Has it always been like this? If not, then there may be a problem developing; this is a common symptom when cheap defective capacitors start to fail (worsens until it no longer turns on). Although I have seen others talk about the same problem being present from the start (but why would a LCD TV take as long as a CRT TV to come up? LCDs can start operating immediately).

They start instantly, but don’t necessary display instantly. As I said, many do some channel diagnostics when they start. For example, mine will detect new digital subchannels on startup without going to the menu and doing it manually.

I was going to make a similar suggestion. Sounds like a possible capacitor problem. Happens in flat screen monitors for computers too.

I’m no techie, but to interject some information on my particular LCD screen - mine goes into standby and turns the display/backlight/sound off after 5 minutes of no signal. I wouldn’t think that was a bad thing to do if the manufacturer made it to do that. I generally turn it off (it’s 5 years old), but if I forget for some reason, it basically shuts down in short order anyway. In standby, the mfr logo stays lit, so I know whether I actually powered it off or not. The only long-term wear effect I’ve noticed after 5 years of use for hours a day is that it is, indeed, prone to burn-in a little easier than it used to be (it’s a 37-inch in the living room, with a desktop hooked up to it as well as DVD and TV). Ive noticed burn-in along the top where the web browser design stays stagnant for hours at a time. It goes away after a couple of movies or leaving it on a white screen for a bit.

Is it a normal LCD? I believe the CCFL inside those take a while to warm up, unlike LEDs.

It’s an LCD. Not sure what specific type. And to address the other questions, it’s done this since day 1, and it doesn’t seem to be taking any longer than it first did. I’m guessing maybe a combination of warming up as AaronX speculates, and searching channels, etc as srzzs suggested?

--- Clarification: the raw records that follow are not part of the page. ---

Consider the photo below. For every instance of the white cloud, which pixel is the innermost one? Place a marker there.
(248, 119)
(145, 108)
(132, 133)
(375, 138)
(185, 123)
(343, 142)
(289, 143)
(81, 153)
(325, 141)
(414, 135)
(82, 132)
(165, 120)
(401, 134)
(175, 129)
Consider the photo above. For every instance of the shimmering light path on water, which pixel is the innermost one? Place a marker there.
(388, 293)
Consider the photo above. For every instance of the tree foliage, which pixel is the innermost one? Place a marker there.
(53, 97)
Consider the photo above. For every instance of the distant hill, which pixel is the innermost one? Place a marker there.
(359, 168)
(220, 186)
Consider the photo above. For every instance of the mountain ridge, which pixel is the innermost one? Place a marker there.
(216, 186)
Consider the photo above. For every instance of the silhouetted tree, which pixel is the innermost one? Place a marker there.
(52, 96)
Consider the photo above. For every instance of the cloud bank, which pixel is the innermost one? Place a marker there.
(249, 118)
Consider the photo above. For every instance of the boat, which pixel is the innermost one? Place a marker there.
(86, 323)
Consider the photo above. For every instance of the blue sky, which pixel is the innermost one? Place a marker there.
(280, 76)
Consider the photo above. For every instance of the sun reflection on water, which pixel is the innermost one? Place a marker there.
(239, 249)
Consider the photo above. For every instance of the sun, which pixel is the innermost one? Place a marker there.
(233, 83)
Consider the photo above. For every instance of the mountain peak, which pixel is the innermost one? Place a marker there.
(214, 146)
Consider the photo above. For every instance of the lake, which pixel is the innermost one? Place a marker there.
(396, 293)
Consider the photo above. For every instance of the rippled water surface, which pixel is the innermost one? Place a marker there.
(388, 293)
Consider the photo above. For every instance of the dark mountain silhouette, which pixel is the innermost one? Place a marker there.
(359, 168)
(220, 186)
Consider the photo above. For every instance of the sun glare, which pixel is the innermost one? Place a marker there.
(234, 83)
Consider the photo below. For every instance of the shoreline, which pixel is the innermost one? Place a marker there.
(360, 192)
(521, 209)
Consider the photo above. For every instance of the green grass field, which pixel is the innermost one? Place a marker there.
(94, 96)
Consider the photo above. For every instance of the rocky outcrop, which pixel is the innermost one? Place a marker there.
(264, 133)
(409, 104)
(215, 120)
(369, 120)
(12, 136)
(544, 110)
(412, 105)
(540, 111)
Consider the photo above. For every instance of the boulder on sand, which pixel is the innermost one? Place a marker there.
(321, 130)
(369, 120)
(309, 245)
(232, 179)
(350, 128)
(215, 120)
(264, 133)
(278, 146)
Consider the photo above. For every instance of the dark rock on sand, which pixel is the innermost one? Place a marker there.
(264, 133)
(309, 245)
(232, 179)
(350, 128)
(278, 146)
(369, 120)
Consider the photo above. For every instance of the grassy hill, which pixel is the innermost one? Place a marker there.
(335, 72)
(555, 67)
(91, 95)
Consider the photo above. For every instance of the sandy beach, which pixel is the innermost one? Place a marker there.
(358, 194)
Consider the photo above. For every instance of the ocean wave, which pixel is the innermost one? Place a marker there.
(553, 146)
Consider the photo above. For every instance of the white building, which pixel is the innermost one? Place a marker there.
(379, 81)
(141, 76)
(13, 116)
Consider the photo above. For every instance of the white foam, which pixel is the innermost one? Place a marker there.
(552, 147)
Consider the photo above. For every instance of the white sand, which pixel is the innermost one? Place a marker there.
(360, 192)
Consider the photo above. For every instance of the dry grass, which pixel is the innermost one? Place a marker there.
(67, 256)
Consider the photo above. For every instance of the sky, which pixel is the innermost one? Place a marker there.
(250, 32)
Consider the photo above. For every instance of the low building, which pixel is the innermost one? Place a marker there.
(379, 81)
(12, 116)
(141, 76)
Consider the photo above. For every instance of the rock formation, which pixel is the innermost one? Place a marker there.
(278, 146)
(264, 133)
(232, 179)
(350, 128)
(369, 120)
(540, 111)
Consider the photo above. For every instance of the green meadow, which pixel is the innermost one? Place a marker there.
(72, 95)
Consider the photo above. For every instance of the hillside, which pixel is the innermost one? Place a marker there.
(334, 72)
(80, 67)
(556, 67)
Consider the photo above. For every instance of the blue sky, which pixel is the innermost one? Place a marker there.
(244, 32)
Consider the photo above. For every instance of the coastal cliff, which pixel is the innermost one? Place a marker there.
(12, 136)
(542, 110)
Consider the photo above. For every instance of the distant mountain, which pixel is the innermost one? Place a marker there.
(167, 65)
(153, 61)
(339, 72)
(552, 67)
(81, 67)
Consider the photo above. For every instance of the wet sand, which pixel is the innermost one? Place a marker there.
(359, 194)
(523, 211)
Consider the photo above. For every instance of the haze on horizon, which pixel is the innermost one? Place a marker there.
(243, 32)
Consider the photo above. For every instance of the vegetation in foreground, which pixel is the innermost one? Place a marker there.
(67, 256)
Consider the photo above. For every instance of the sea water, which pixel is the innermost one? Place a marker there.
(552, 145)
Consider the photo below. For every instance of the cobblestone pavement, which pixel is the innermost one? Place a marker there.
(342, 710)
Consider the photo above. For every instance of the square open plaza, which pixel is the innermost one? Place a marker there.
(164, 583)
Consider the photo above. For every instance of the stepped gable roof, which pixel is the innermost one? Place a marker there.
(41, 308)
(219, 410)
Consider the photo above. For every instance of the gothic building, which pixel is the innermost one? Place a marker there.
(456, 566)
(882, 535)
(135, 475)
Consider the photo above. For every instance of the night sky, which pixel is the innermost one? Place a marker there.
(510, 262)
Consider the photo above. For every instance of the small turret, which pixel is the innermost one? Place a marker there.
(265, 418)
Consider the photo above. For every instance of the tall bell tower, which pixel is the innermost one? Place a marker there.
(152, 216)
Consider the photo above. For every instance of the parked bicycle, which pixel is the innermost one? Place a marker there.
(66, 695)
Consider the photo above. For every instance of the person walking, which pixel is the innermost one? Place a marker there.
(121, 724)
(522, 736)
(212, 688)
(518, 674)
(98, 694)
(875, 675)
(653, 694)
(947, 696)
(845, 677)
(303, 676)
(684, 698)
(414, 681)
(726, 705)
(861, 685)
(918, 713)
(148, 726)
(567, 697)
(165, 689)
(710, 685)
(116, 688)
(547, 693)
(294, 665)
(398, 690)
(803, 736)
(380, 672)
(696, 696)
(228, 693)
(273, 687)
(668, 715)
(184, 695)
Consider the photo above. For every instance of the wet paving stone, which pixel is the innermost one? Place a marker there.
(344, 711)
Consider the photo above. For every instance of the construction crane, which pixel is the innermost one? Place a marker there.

If it’s always been doing that, then it’s normal. My Panasonic TV takes more than 10 seconds to start up too.

CCFLs do have some turn-on delay, but they come on right away and take a minute or two to reach full brightness, sort of like CFLs but faster (for those confused about acronyms, CCFL stands for cold cathode fluorescent light, which is directly driven by high voltage instead of using heated cathodes and lower voltage; in theory, they can come on instantly but they need to be warm for maximum efficiency). One way to tell if the TV is waiting for the backlight to warm up is to see if the screen comes on (the backlight glow will be visible) but remains black until it completely comes on.

In any case, it seems to be a TV-specific issue; LCD computer monitors are pretty much the same as TVs as far as the display is concerned (they may even use the same panels) and the ones I have seen come on in a second or two. Not all TVs have this problem either; I wonder if you can disable auto channel detection if that is the reason.